Perhaps pleading is part of it.  Determination, faith, love and even desperation may play their parts too.  Will we keep our oil lamps burning as we wait for our Bridegroom?  Or will we fall asleep and find them empty when he arrives?  Will we press forward to our inheritance like Jacob?  Or, like his brother, will we instead satisfy our tummies with a bowl of soup?  Will we have the faith, courage, and commitment to what God has promised that we are willing to battle the enemies like Joshua and Caleb? Or will we retreat in fear like the others? 

                If Christ was crucified on the cross for his bride, do you imagine that He desires a lazy one?  A fearful one?  One satisfied with short-term satisfaction?  If we can glimpse what he did for us, then perhaps we can also glimpse the partner he is longing for us to become.  When we think of our favorite movie, do we see the hero bravely fighting the forces of evil for a wimpy, lazy, shopaholic hooked on soap operas?
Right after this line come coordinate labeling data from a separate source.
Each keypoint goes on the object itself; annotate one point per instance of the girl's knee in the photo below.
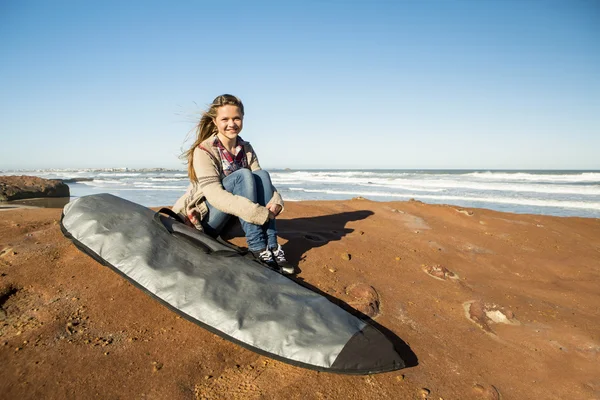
(243, 174)
(262, 175)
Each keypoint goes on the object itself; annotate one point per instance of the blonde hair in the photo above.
(206, 127)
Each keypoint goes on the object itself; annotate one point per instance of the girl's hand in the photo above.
(274, 209)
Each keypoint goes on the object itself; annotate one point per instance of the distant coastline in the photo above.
(546, 192)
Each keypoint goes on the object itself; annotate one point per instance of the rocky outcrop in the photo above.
(29, 187)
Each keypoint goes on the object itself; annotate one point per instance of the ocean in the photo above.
(560, 193)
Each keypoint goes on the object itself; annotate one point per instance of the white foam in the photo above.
(497, 200)
(525, 176)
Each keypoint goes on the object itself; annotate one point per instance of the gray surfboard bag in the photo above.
(223, 291)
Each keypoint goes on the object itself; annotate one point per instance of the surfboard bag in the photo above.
(217, 288)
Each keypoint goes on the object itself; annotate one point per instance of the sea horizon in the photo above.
(561, 192)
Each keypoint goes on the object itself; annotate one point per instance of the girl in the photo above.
(226, 179)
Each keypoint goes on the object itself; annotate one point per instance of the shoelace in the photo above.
(279, 254)
(265, 256)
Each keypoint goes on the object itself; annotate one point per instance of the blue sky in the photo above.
(326, 84)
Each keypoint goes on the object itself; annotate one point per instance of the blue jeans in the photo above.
(255, 186)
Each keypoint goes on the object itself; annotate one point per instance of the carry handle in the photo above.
(196, 242)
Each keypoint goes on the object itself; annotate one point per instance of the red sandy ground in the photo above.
(494, 305)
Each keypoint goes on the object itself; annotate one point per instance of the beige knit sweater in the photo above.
(208, 187)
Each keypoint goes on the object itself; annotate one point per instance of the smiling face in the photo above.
(229, 122)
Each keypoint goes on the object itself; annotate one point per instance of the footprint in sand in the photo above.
(439, 272)
(314, 238)
(485, 315)
(486, 392)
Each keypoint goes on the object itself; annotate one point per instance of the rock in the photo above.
(486, 392)
(28, 187)
(366, 299)
(156, 366)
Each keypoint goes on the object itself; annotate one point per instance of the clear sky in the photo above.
(512, 84)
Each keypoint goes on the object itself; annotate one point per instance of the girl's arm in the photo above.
(209, 181)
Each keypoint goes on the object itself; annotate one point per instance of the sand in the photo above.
(494, 305)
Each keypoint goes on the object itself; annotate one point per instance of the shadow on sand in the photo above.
(307, 233)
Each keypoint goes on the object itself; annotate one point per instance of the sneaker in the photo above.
(266, 257)
(285, 267)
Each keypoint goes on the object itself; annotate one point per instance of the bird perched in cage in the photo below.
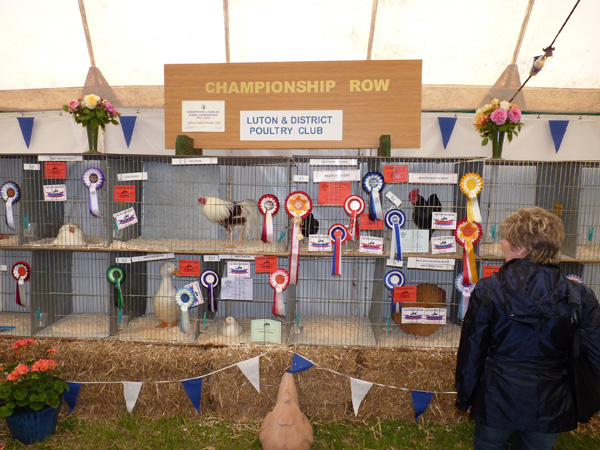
(230, 327)
(232, 215)
(163, 301)
(424, 209)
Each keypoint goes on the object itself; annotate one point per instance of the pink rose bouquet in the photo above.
(498, 117)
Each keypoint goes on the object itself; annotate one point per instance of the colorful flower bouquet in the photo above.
(33, 383)
(496, 119)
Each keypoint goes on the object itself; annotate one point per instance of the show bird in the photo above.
(232, 215)
(424, 209)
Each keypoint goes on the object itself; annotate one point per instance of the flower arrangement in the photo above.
(92, 110)
(33, 383)
(498, 116)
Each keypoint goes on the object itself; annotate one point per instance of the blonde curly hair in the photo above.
(537, 230)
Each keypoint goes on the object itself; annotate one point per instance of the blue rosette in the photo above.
(210, 280)
(395, 219)
(373, 184)
(185, 299)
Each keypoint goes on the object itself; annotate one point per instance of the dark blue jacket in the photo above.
(513, 355)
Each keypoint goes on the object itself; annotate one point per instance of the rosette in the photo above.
(210, 280)
(471, 185)
(373, 183)
(465, 290)
(468, 234)
(279, 280)
(268, 205)
(338, 234)
(392, 279)
(354, 206)
(116, 275)
(21, 272)
(395, 219)
(10, 193)
(185, 299)
(298, 206)
(93, 179)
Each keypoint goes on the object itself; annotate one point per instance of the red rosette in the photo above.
(298, 205)
(268, 202)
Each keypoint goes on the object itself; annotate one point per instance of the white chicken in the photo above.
(231, 215)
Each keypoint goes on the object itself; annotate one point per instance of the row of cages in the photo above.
(77, 294)
(184, 204)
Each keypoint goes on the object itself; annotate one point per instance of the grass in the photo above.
(130, 432)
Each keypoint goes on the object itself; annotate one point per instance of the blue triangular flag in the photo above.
(558, 129)
(194, 391)
(26, 124)
(446, 127)
(127, 124)
(420, 402)
(299, 364)
(71, 396)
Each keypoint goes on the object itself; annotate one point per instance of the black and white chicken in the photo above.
(232, 215)
(424, 209)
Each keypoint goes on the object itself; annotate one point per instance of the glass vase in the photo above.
(92, 138)
(497, 142)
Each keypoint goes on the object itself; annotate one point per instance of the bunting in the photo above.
(128, 124)
(558, 128)
(446, 127)
(26, 125)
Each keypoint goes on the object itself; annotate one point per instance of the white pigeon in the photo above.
(230, 327)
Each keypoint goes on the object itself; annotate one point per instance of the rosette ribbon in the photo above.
(115, 275)
(298, 206)
(468, 234)
(93, 179)
(268, 205)
(471, 185)
(185, 299)
(373, 183)
(465, 291)
(10, 193)
(354, 206)
(210, 280)
(21, 272)
(392, 279)
(395, 219)
(279, 280)
(338, 234)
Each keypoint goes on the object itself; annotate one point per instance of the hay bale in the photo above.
(428, 296)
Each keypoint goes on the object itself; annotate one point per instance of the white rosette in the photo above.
(10, 193)
(93, 179)
(185, 299)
                We return to the paradox, of course, that until Christ romances us, we remain in bondage to that wimpy shopaholic.  But do we want to remain like her?
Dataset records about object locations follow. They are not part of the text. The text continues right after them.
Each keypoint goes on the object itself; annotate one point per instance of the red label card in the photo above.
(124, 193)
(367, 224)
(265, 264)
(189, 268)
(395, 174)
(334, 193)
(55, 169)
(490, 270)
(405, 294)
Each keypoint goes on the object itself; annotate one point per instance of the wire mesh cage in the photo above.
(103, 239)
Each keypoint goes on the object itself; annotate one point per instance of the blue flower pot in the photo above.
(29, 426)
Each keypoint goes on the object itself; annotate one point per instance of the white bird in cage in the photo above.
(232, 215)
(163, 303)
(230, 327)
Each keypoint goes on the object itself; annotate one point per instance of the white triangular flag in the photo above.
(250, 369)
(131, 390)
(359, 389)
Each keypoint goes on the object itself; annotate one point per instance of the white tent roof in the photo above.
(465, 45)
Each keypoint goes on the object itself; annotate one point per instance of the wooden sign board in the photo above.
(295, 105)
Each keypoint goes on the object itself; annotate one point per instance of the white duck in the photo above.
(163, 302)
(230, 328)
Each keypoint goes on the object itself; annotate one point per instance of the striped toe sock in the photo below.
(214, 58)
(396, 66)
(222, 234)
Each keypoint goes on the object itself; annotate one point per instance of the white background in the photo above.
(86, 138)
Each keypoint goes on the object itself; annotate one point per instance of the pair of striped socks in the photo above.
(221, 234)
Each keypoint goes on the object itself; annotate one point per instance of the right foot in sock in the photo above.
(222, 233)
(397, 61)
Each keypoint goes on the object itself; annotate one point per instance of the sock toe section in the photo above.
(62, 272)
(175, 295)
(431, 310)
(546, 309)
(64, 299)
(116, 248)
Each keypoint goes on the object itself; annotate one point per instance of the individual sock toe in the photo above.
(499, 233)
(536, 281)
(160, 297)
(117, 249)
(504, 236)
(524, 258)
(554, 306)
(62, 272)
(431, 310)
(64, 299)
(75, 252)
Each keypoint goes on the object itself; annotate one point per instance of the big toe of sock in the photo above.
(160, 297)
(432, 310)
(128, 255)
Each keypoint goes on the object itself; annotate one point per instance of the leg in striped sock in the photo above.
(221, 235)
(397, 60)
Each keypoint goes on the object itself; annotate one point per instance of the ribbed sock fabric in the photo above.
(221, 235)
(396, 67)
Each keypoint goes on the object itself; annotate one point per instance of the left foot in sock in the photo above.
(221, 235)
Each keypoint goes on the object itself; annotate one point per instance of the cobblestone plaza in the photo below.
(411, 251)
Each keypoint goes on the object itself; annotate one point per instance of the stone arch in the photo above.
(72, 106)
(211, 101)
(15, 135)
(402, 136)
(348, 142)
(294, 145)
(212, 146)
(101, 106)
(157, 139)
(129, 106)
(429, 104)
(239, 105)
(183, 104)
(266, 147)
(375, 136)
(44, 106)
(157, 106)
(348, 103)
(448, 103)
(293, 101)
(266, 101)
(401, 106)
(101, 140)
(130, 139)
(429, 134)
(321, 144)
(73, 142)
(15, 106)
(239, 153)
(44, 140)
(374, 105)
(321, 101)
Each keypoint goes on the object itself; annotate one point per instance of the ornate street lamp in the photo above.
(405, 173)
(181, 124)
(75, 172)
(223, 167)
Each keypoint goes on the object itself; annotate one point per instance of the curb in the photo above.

                Too many of us are willing to remain as we are.  If, however, we long to become the bride Christ longs for us to become, then, in His perfect timing, He will grace us into our path.

                Next comes our courage.  The path forward will not be the easy route.  The Israelites may have been called into a “land flowing with milk and honey,” but the road into it was a thirsty desert, the border crossing was an arduous mountain, and the border-crossing guards were big, mighty, well equipped soldiers ready to kill all who entered.
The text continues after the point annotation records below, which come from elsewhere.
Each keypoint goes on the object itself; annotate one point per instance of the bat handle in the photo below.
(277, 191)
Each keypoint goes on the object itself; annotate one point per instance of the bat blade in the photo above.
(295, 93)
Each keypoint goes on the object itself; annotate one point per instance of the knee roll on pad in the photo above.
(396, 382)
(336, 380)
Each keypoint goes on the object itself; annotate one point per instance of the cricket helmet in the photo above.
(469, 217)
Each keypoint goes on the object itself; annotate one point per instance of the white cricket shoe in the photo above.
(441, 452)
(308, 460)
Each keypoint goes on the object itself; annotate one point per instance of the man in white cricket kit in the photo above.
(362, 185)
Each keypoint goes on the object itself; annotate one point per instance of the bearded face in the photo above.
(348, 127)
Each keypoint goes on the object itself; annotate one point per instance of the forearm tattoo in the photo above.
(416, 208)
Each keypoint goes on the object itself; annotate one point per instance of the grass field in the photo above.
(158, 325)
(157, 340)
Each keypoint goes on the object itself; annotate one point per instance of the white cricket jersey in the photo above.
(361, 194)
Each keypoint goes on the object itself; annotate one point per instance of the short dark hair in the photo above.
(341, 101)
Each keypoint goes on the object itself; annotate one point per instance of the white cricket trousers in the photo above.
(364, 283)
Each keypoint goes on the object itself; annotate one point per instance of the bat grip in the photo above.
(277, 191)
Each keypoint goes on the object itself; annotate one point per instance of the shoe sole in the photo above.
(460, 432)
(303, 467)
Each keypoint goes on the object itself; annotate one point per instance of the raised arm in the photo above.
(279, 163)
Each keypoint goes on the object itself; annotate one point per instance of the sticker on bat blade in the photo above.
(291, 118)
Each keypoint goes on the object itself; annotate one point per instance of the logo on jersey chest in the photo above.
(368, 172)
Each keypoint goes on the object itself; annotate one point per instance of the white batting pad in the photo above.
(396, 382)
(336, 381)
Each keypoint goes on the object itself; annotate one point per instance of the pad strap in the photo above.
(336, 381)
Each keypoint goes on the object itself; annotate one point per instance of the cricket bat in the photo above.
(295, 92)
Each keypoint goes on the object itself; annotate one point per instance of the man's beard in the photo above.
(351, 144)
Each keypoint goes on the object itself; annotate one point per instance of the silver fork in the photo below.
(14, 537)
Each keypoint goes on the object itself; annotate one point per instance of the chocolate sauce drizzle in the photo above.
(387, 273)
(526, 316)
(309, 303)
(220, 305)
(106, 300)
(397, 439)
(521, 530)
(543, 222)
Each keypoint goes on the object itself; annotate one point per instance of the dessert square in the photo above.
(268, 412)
                Courage in pain is best demonstrated for us women through the birthing process.  We women give life and enter life by birthing it into reality.  Consider pregnancy with its myriad of changes, aches, pains, and demands that we slow down and take it easy.  The birthing process doesn’t get easier: it gets harder and harder, with each new month adding a new caveat of discomfort.  Though sometimes there is a moment of grace in the second trimester, the body is clearly telling the mother that she is no longer living for herself.  Moment by moment, the body is ridding mom of selfishness, prompting her to change her own life for the sake of a new one.  In some magical, mystical manner, pregnancy is preparing mom for the great suffering she will face in the final moment before birth.  Notice that the hardest part of entry into life is that moment when life is the closest of all.  This counters our human way of thinking.  In human terms, the closer we get to Paradise, the more beautiful we expect everything to appear.  Likewise, we are often given to believe at the pulpit that some great struggle we are encountering is a sign that we must be further from the kingdom, and that those who are close to the kingdom, at the “very door” shall we say, are living in bliss and prosperity.

But the Israelites had forty years in the wilderness and enemies to fight; Jesus faced forty days tempted by Satan; and the Tree of Life is guarded by angels with swords.  Even in our own modern day, we see great trials before great breakthroughs.  The Civil Rights Movement endured its most painful moments just before its passage; the freedom of slaves was preceded by the very bloody Civil War; the final days of World War II were among the deadliest of them all.  Consider any of your own personal examples.  Is it not the typical case that the moments before freedom are the most painful of them all?

Yes, pray, plead and beg for the Prince to romance you.  Cry to him to mold you into the bride he desires.  And when he leads you into a valley in the shadow of death, call to him in faith for courage and strength.  Then bravely take your step toward breakthrough.

May the Prince romance you.  May the Holy Spirit anoint you.  May you receive epiphanies that carry you into a surprising intimacy and romance with the Creator.  May you become the princess that God created you to be.  Amen.